Depuis lors, l'économie mondiale a radicalement changé. Pendant trois décennies, l'ascension manufacturière de la Chine a limité les prix de millions de produits manufacturés, alors même que les coûts des matières premières augmentaient. Alors que l'offre de main-d'œuvre et de capital bon marché de la nation asiatique a finalement commencé à se tarir, les pressions sur les prix ont recommencé à se renforcer. Puis vinrent la guerre commerciale avec les États-Unis, la pandémie et l'invasion de l'Ukraine par Poutine, bouleversant un système commercial mondial finement équilibré et provoquant une flambée des prix de l'énergie. Alors que la deuxième économie mondiale s'accroche toujours à sa politique Covid-zéro, même au prix d'une croissance plus lente, un retour à la normale semble lointain.

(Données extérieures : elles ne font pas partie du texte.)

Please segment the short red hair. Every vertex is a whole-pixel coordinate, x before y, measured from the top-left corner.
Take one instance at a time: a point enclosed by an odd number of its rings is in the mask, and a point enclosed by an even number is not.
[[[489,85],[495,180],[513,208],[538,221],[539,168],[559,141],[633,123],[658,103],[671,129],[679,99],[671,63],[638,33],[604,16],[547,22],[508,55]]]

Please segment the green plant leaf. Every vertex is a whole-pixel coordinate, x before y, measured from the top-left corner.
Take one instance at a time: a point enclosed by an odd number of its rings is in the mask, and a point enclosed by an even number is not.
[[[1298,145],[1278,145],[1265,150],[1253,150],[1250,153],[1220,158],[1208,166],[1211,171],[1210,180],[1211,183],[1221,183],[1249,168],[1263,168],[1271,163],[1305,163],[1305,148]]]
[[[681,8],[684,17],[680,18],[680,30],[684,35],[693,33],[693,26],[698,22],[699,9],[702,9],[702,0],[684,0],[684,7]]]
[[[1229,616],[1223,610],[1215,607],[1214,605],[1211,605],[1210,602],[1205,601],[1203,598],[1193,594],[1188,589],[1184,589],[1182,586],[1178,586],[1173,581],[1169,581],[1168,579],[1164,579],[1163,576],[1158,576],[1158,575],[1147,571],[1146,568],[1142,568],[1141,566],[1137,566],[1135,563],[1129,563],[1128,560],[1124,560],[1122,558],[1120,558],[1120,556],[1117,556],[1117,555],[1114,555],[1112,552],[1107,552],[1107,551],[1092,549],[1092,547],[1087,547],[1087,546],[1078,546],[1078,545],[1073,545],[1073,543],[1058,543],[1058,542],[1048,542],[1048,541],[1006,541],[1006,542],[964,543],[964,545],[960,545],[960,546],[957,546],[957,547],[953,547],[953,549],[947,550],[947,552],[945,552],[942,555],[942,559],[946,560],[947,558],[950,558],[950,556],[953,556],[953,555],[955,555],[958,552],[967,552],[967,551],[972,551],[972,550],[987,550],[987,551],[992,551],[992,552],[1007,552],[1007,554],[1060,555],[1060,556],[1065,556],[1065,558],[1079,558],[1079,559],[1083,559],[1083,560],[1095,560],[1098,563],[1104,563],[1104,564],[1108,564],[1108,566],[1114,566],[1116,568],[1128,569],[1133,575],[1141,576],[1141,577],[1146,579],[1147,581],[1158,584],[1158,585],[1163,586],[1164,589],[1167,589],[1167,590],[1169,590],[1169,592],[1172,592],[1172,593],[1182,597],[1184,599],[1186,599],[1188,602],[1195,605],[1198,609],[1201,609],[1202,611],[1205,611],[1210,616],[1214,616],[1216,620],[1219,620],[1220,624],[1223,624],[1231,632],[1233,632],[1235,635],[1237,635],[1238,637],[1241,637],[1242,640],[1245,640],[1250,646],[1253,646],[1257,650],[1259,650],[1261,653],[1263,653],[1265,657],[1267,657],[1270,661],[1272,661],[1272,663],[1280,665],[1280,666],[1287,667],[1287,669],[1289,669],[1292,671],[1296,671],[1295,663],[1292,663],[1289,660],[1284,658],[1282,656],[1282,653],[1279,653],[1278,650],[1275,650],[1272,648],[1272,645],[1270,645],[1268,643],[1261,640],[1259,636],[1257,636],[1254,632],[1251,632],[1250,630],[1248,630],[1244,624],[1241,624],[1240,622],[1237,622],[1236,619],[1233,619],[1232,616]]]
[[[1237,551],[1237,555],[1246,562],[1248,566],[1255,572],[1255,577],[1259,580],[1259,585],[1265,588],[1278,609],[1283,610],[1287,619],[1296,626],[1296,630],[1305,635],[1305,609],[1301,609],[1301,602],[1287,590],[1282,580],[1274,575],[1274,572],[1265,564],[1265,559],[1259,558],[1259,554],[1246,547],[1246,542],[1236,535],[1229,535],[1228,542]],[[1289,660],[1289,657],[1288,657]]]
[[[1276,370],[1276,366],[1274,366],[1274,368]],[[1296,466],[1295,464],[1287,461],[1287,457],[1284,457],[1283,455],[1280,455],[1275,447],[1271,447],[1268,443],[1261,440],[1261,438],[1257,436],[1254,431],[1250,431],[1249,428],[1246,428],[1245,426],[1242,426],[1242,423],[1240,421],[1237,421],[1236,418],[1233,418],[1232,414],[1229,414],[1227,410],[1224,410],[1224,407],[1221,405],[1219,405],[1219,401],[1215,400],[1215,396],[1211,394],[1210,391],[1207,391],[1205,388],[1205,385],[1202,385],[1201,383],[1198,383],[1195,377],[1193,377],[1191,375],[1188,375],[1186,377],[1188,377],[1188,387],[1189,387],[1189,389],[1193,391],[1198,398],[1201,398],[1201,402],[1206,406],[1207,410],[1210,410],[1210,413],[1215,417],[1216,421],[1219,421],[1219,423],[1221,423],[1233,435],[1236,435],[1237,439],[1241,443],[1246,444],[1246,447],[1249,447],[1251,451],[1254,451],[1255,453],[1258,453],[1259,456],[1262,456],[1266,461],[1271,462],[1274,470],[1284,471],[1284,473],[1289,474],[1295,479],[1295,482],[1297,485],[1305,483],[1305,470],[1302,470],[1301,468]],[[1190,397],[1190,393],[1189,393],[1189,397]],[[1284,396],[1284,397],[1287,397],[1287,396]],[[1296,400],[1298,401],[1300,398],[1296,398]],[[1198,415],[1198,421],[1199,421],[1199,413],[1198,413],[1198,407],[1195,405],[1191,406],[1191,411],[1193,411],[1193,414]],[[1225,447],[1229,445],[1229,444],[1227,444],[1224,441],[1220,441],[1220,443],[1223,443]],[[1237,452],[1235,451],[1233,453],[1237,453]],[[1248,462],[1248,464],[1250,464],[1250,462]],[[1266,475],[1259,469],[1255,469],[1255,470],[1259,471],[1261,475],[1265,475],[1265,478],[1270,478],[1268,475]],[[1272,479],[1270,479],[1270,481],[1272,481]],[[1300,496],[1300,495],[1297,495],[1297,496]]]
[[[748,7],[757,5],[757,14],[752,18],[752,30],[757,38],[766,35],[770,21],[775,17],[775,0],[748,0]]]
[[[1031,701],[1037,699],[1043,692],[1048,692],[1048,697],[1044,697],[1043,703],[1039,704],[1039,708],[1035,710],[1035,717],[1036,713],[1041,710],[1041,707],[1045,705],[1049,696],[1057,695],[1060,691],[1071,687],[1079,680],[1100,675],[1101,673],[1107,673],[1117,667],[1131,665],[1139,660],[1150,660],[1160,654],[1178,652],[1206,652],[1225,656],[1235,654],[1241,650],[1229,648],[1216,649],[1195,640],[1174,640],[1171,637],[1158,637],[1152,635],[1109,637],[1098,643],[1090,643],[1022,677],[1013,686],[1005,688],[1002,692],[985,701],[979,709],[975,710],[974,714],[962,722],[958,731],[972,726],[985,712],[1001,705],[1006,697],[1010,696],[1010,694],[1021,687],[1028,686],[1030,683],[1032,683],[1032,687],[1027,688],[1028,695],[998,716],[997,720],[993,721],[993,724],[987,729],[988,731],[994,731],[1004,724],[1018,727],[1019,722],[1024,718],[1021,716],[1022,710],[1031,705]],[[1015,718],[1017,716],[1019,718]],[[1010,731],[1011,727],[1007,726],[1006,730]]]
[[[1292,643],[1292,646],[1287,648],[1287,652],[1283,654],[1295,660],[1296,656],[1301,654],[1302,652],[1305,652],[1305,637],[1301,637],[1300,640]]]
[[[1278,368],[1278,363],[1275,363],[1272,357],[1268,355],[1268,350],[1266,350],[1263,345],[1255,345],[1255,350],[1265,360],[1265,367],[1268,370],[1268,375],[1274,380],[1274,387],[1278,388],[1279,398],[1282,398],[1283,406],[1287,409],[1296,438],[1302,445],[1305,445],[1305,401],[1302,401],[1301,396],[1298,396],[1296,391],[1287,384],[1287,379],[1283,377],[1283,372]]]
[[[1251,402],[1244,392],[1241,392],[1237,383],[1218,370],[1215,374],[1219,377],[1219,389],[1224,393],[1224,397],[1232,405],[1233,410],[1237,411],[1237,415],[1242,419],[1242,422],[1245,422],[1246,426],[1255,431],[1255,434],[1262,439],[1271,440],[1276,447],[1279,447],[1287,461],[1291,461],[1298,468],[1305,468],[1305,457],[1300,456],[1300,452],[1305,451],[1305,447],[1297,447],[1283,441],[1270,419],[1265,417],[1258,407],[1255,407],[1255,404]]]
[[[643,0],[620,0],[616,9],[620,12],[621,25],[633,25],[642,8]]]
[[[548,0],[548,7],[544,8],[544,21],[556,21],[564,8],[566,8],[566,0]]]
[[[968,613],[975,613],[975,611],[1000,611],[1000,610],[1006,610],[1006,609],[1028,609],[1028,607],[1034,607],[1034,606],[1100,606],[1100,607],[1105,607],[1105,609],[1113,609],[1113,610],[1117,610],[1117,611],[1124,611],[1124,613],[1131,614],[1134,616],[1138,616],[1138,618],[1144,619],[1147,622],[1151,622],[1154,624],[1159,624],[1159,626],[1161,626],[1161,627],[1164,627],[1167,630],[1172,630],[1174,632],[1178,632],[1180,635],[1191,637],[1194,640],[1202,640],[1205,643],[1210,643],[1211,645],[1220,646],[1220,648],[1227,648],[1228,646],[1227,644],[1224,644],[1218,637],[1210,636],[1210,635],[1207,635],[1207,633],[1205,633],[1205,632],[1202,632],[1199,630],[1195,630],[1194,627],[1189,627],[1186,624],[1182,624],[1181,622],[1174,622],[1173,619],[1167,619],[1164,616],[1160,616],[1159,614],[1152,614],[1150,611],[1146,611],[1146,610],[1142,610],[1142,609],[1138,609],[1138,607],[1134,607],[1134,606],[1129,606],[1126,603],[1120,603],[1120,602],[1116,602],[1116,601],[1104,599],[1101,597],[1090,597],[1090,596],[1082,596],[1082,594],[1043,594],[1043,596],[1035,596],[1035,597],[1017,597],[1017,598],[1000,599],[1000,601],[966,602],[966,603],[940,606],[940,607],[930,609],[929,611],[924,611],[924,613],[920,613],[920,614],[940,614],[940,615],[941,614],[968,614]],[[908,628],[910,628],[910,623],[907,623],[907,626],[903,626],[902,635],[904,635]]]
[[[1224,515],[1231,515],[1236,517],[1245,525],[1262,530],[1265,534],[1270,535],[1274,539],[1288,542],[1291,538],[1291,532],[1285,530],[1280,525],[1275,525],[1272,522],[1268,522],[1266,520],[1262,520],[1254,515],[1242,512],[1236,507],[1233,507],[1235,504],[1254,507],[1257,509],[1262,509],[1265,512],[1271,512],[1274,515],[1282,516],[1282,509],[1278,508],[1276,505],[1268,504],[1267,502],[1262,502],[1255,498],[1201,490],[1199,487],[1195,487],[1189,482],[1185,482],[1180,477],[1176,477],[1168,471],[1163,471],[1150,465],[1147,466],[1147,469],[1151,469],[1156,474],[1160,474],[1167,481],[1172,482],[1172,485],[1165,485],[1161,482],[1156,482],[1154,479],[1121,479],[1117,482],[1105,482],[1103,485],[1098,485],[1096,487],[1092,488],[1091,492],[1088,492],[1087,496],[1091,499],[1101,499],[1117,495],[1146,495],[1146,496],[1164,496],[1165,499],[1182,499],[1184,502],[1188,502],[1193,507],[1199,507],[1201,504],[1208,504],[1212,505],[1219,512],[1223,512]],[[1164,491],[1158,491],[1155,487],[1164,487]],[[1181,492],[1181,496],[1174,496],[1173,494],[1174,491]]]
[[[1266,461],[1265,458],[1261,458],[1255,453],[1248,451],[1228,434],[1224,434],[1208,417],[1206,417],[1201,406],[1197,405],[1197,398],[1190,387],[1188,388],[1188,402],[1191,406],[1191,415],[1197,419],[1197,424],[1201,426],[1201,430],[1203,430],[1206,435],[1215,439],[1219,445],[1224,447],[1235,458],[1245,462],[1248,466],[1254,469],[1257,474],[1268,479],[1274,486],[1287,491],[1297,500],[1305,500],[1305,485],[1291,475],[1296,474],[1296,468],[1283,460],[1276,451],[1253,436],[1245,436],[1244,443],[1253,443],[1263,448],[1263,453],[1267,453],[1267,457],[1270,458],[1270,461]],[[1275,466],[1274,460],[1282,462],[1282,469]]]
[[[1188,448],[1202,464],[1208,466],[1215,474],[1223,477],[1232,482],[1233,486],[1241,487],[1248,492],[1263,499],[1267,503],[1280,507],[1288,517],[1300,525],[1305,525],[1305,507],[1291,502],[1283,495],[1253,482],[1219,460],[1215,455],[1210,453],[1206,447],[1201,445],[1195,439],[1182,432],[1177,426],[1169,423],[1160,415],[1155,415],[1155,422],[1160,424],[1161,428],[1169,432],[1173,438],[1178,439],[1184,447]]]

Avec tant d'incertitudes, les banques centrales de l'Australie au Canada n'ont d'autre choix que de suivre les États-Unis et d'augmenter les coûts d'emprunt pour lutter contre l'inflation. Les attentes de nouvelles hausses de taux sont révisées à la hausse d'ici la semaine. Et sans plus de clarté sur le moment où le cycle pourrait se terminer, peu d'investisseurs sont prêts à parier contre le billet vert pour le moment.

"Même si c'est à un niveau historique, cela ne signifie toujours pas que tout le monde va retirer sa position", a déclaré Chew de HSBC. "Nous ne pensons pas qu'il y ait un revirement à ce stade."